Antes de entrar en materia, aclaro que distinguiré entre clases teóricas y clases prácticas con independencia de la categoría administrativa a que pertenezcan o tamaño del grupo en que se impartan. Considero clases teóricas aquellas en las que el profesor explica el temario y el desempeño del estudiante se reduce a tomar unos buenos apuntes o, en el mejor de los casos, comprender la explicación; son compatibles con la posibilidad de que los estudiantes pidan alguna aclaración o explicación complementaria si lo necesitan, durante o al término de las explicaciones; suelen conocerse habitualmente como clases magistrales. Las clases prácticas exigen del estudiante una mayor involucración, una disposición menos pasiva y recepticia, ya que, de una u otra manera, debe trabajar sobre los problemas, prácticos o teóricos, planteados en la clase, con alguna forma de puesta en común; estas clases permiten, aunque no exigen, el desarrollo de actividades de evaluación.

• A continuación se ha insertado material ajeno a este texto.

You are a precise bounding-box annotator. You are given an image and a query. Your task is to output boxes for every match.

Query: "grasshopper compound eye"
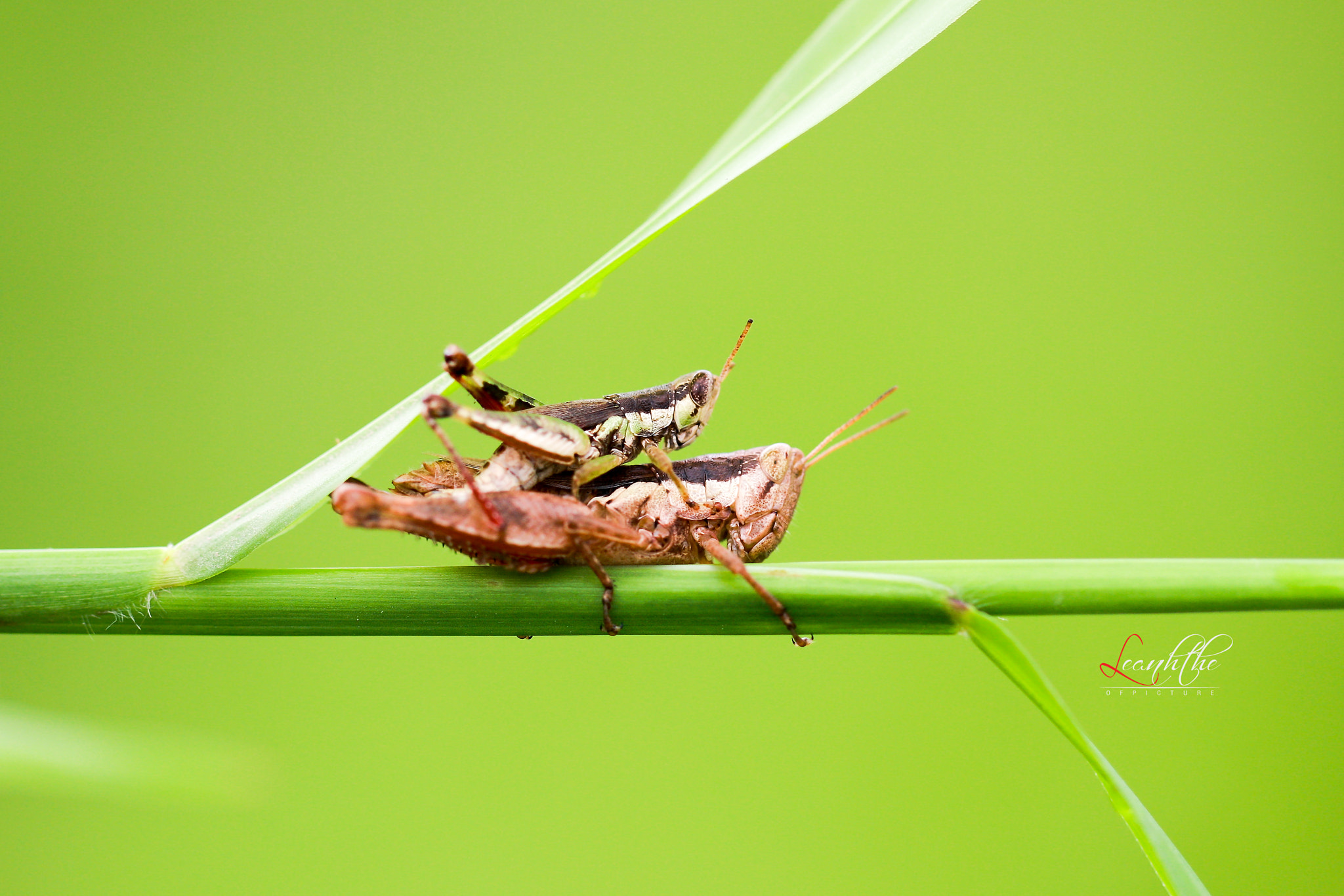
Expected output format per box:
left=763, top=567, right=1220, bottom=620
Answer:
left=758, top=445, right=789, bottom=482
left=691, top=371, right=713, bottom=407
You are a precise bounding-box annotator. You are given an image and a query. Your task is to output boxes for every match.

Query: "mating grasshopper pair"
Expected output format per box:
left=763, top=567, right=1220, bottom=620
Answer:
left=332, top=321, right=904, bottom=646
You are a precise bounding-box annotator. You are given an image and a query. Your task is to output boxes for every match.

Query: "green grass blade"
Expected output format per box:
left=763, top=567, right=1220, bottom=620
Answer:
left=159, top=0, right=975, bottom=586
left=0, top=703, right=264, bottom=804
left=954, top=600, right=1208, bottom=896
left=0, top=561, right=1344, bottom=636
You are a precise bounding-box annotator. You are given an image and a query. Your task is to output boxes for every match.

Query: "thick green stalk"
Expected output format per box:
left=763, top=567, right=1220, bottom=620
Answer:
left=0, top=560, right=1344, bottom=636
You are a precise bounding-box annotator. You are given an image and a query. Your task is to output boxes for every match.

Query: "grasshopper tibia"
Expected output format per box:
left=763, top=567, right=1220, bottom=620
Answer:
left=574, top=539, right=621, bottom=636
left=421, top=394, right=504, bottom=535
left=695, top=527, right=812, bottom=647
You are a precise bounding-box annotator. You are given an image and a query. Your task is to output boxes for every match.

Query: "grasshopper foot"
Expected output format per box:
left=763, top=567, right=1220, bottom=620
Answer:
left=602, top=588, right=623, bottom=637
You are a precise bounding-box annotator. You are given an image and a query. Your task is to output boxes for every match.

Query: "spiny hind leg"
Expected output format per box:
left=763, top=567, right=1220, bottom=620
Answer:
left=644, top=441, right=700, bottom=508
left=444, top=345, right=541, bottom=411
left=574, top=539, right=621, bottom=634
left=570, top=454, right=626, bottom=499
left=695, top=528, right=812, bottom=647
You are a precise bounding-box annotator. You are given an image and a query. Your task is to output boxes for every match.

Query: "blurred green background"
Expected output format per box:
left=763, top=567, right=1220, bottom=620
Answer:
left=0, top=0, right=1344, bottom=895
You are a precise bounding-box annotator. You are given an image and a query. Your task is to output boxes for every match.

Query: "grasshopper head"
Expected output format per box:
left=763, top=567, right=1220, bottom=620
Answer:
left=663, top=371, right=719, bottom=451
left=663, top=319, right=751, bottom=451
left=728, top=442, right=808, bottom=563
left=728, top=387, right=906, bottom=563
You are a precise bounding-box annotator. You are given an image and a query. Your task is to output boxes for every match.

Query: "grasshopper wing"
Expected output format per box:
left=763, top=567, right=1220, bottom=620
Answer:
left=534, top=397, right=621, bottom=430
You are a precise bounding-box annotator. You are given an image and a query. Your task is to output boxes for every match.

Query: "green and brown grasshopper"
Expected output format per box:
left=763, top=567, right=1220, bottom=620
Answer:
left=395, top=321, right=751, bottom=501
left=332, top=388, right=906, bottom=646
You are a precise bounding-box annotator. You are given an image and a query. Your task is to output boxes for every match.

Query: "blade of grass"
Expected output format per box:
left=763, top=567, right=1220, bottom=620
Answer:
left=0, top=560, right=1344, bottom=636
left=953, top=600, right=1208, bottom=896
left=0, top=703, right=264, bottom=804
left=156, top=0, right=976, bottom=587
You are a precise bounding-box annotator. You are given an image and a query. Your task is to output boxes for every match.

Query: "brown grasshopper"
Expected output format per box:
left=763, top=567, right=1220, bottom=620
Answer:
left=394, top=321, right=751, bottom=501
left=332, top=388, right=906, bottom=646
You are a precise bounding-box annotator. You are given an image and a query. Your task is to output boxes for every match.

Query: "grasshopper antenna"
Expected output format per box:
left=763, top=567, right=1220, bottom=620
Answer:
left=803, top=386, right=906, bottom=466
left=421, top=395, right=504, bottom=532
left=719, top=317, right=755, bottom=384
left=804, top=407, right=910, bottom=468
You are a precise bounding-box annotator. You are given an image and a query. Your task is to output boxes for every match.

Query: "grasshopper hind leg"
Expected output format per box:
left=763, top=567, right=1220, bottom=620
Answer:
left=576, top=539, right=621, bottom=636
left=695, top=528, right=812, bottom=647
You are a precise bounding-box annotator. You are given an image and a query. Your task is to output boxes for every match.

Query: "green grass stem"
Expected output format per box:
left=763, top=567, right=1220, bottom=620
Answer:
left=0, top=551, right=1344, bottom=636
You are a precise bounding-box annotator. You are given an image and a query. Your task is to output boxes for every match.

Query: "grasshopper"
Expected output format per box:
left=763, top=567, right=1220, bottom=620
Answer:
left=394, top=319, right=751, bottom=501
left=332, top=388, right=906, bottom=646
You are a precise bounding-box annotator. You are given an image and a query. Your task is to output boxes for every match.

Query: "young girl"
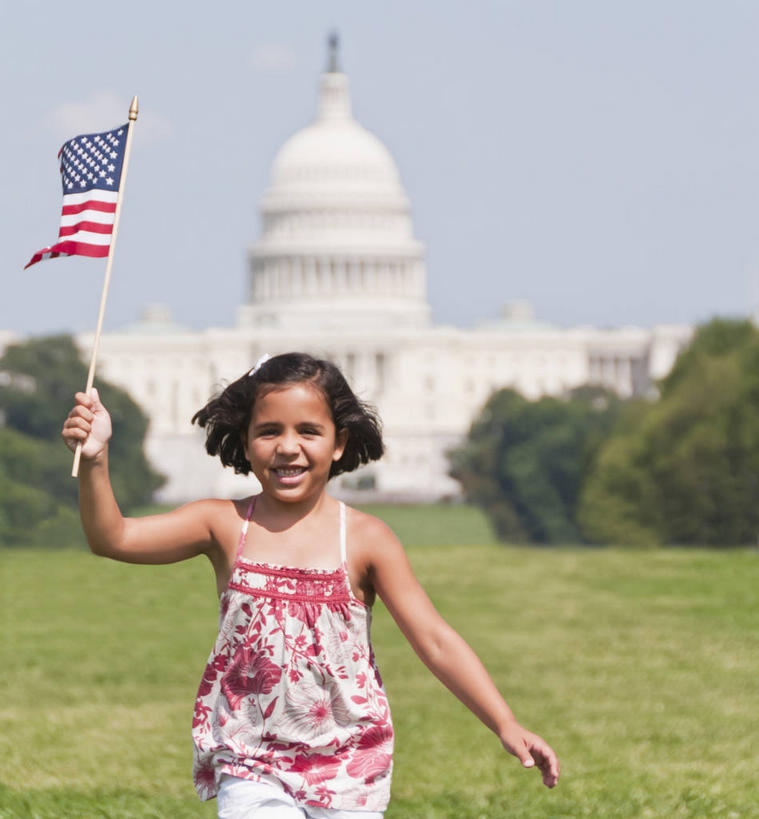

A. La presencialidad adaptada


La presencialidad adaptada supone, en primer lugar, la impartición de la docencia bajo las condiciones sanitarias impuestas por la pandemia: básicamente distancias (entre estudiantes y entre estos y el profesorado) y mascarillas (en algunas universidades, también pantallas); las exigencias de ventilación también puede ser relevantes: ya he visto en las redes quejas por el frío reinante en nuestras aulas.

Como, por razones de aforo de las aulas o de los propios edificios, no pueden acceder al aula todos los estudiantes, se incorporan a las aulas presenciales herramientas de videoconferencia que permiten que, de forma rotatoria, una parte de los estudiantes estén presentes en el aula y otros sigan la clase desde su casa (clase dual) o desde otra aula (aula-espejo). De esta manera, la clase es mixta: presencial para unos, a distancia para otros.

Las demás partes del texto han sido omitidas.